Dan Kremlin pun mengatakan tuduhan itu sebagai omong kosong.

Akan tetapi, Putin adalah enigma.

Dukungan kuatnya terhadap pemberontak separatis di Ukraina Timur membuat hubungan Rusia dengan Barat mencapai titik terburuk sejak Perang Dingin berakhir.

Bahkan ketika menghadapi sanksi internasional yang mengisolasi Rusia dan menggoyahkan perekonomiannya, para pejabat negara Barat mengatakan senjata dan pasukan terus dikerahkan ke seberang perbatasan, meski Kremin membantah melakukan hal itu.

Jelas, Putin bertekad untuk menang di Ukraina.

Semua pihak tahu arti ini semua dari sisi kesepakatan damai—gencatan senjata yang disepakati akhir September lalu, meski tidak benar-benar berjalan.

Protokol Minsk menyetujui, antara lain, pemberian otonomi ke wilayah selatan Ukraina.

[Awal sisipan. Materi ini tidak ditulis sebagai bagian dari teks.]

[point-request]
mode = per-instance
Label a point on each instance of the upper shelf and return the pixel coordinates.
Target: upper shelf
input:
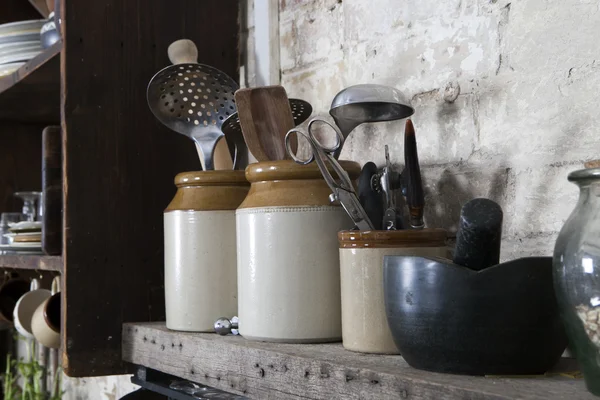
(27, 261)
(32, 93)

Bahasar Rusia akan menjadi salah satu bahasa resmi. Satu zona penyangga akan didirikan di sepanjang garis depan, dan senjata berat akan ditarik dari wilayah pemukiman.

Namun, Putin tampaknya menginginkan lebih dari itu.

Dalam kunjungan ke Mesir minggu ini, presiden Rusia ini memberi isyarat yang bukan pertama kali dikemukakan.

Dalam wawancara dengan koran Al-Ahram dia menolak Rusia bertanggungjawab atas krisis di Ukraina.

“Hal ini terjadi sebagai reaksi atas upaya AS dan sekutu Barat, yang menganggap mereka sebagai pemenang Perang Dingin, untuk menerapkan kehendak mereka di mana-mana,” ujar Putin kepada koran tersebut.

“Janji untuk tidak memperluas NATO ke timur ternyata hanya pernyataan semata,” katanya.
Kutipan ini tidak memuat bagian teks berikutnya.